Watching Spencer now, Brendon thinks that maybe people shouldn't love that hard at all.
Brendon buys new pillows for Spencer's bed, big and soft and puts dried lavender on the nightstand. He makes sure to turn the AC up in the evening so that the house is cool at night. He switches the coffee to decaf without telling Spencer.
The coffee is terrible and Brendon has to sleep in his thickest hoodie.
///
Spencer isn't sleeping, period. Brendon knows he didn't sleep at all the night before, maybe got a couple of hours the night before, and its edging in late afternoon and the bruises under his eyes are sharp and deep.
"Put your pajamas on, Spence," Brendon instructs. Spencer had been walking down the hall toward the office, but he changes direction without complaint. Brendon tries not to snap. He's getting his way, after all. "You're tired, your body is tired, you just need to get in bed and stay there." he says, and he climbs onto the mattress beside Spencer.
The pillows are too puffy for Brendon, but the duvet is soft on his shoulders. He scoots closer to Spencer, rubs his knuckles along the length of his spine. The air is cool, but its warm here.
"Are you getting sleepy?" Brendon asks, half joking.
"Yes," Spencer says softly, but Brendon can tell he's wide awake.
Brendon falls asleep, he only realizes this when he wakes up again. The house is dark and quiet and Spencer is a blurred lump beside him. For a moment Brendon thinks his plan worked, and he smiles a little muzzily before he realizes that Spencer isn't sleeping. He's crying.
He doesn't know what to say, so he doesn't say anything. After a few moments Spencer's breathing evens a little and he rolls onto his back, blinking at the ceiling. His cheeks are cold and damp when Brendon touches his face.
"Sorry Bren," Spencer says. "It was a good idea."
///
Spencer needs to sleep, and passing out is like sleeping, or at least might actually lead to sleeping, so obviously the next step is to get Spencer drunk. It isn't very hard to convince Shane to host a gathering and Spencer might actually be part zombie at this point, so Brendon just points him in the direction of the party and pushes him along accordingly.
Obviously, losing track of Spencer is not part of the plan. Brendon has been lurking a step or two behind Spencer all night, following him from room to room and watching as Spencer abandons each drink he's given without taking so much as a companiable sip. He leaves bottles of beer, plastic cups of mystery alcohol and shot glasses on ledges, table tops and windowsills and smiles amiably as he navigates the shifting crowd, drifting out of every conversation as soon as the hello's and how are you's have been exchanged.

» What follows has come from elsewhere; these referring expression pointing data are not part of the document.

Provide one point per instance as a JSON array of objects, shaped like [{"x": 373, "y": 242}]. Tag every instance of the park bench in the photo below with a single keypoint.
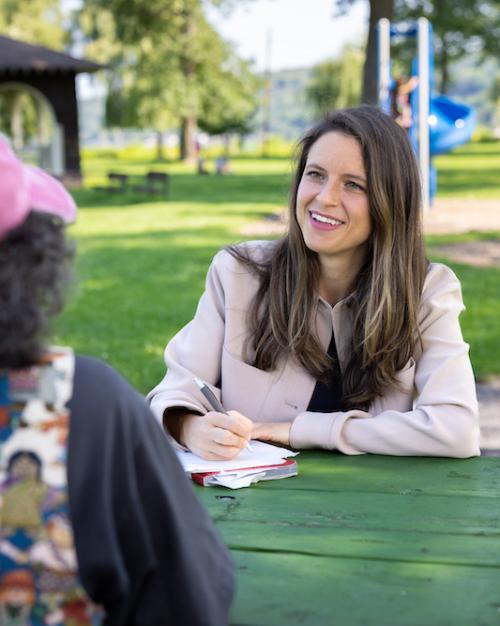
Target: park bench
[
  {"x": 117, "y": 182},
  {"x": 155, "y": 183}
]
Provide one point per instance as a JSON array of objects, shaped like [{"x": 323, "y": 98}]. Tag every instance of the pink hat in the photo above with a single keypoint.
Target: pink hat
[{"x": 25, "y": 188}]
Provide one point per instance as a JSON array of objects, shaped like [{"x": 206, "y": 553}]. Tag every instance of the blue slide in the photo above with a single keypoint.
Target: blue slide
[{"x": 451, "y": 124}]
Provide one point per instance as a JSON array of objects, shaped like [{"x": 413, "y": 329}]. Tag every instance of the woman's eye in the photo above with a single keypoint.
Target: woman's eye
[
  {"x": 313, "y": 174},
  {"x": 352, "y": 185}
]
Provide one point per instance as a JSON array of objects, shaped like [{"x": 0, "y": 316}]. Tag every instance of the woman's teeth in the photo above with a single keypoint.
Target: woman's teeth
[{"x": 326, "y": 220}]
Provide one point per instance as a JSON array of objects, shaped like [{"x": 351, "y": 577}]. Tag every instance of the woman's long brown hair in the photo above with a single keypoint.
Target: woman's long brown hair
[{"x": 389, "y": 286}]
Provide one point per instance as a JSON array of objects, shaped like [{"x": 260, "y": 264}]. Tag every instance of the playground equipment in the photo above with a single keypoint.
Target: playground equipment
[{"x": 439, "y": 124}]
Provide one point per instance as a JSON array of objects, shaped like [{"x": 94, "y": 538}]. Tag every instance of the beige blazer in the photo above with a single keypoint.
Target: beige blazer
[{"x": 432, "y": 412}]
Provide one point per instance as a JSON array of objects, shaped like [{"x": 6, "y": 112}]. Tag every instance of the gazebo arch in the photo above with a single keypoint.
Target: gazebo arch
[
  {"x": 49, "y": 141},
  {"x": 49, "y": 76}
]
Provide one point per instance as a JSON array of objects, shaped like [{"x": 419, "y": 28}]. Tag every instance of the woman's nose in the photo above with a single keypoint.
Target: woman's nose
[{"x": 330, "y": 193}]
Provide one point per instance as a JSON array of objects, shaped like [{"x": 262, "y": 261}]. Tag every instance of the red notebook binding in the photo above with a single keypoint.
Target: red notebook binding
[{"x": 263, "y": 472}]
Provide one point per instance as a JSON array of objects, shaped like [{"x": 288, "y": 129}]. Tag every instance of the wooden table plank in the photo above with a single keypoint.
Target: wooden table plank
[
  {"x": 329, "y": 471},
  {"x": 366, "y": 541},
  {"x": 288, "y": 590}
]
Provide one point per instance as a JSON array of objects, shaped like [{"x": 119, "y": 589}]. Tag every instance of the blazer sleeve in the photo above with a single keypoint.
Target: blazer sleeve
[
  {"x": 195, "y": 351},
  {"x": 443, "y": 420}
]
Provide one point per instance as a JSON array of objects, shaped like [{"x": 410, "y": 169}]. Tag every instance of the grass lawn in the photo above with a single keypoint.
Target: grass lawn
[
  {"x": 470, "y": 171},
  {"x": 142, "y": 261}
]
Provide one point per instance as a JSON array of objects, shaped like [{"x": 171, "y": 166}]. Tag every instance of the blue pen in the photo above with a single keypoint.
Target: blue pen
[{"x": 213, "y": 401}]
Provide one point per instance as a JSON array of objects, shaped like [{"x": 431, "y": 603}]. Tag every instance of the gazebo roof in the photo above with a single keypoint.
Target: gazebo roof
[{"x": 17, "y": 56}]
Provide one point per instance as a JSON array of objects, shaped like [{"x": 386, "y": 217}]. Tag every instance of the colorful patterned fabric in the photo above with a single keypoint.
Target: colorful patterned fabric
[{"x": 38, "y": 567}]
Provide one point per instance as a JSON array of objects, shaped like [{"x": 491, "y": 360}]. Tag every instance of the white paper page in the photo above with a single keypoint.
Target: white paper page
[{"x": 261, "y": 454}]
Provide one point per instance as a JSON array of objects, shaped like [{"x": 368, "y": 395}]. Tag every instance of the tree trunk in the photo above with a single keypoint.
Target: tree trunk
[
  {"x": 17, "y": 122},
  {"x": 378, "y": 9},
  {"x": 160, "y": 155},
  {"x": 189, "y": 121},
  {"x": 188, "y": 139}
]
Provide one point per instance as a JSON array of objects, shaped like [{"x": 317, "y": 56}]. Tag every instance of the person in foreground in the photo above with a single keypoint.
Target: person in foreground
[
  {"x": 98, "y": 523},
  {"x": 340, "y": 335}
]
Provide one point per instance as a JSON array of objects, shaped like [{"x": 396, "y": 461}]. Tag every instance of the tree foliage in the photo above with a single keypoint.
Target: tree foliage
[
  {"x": 459, "y": 26},
  {"x": 168, "y": 66},
  {"x": 336, "y": 83},
  {"x": 39, "y": 22}
]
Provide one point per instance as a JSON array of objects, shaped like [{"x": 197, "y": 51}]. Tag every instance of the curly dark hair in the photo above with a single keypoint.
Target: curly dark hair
[{"x": 35, "y": 269}]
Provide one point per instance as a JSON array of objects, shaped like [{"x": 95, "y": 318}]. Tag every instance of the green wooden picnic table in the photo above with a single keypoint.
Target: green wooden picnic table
[{"x": 366, "y": 541}]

Brendon is freaking out, okay, or he wouldn't be drinking one of Regan's weird concoctions. No one seems to notice the way Spencer's hand is trembling around the sweating bottle of beer and Brendon is starting to think that they should leave so that at least Spencer can wander aimlessly from room to room in his own house. They don't leave, though. Brendon doesn't want to.
The alcohol burns all the way down but Brendon keeps drinking. He doesn't want to think about anything and he laughs too hard at Shane's stupid jokes until he can convince himself that he's having fun, that nothing is wrong and yes! Another drink!
He doesn't see Spencer leave. He's drunk and he's arguing with Jeremy about whether or not Joe Jonas would play Brendon in the movie about his life and for a second he forgets that Spencer was ever there.
Later, he'll wonder why he thought he would be able to help Spencer at all.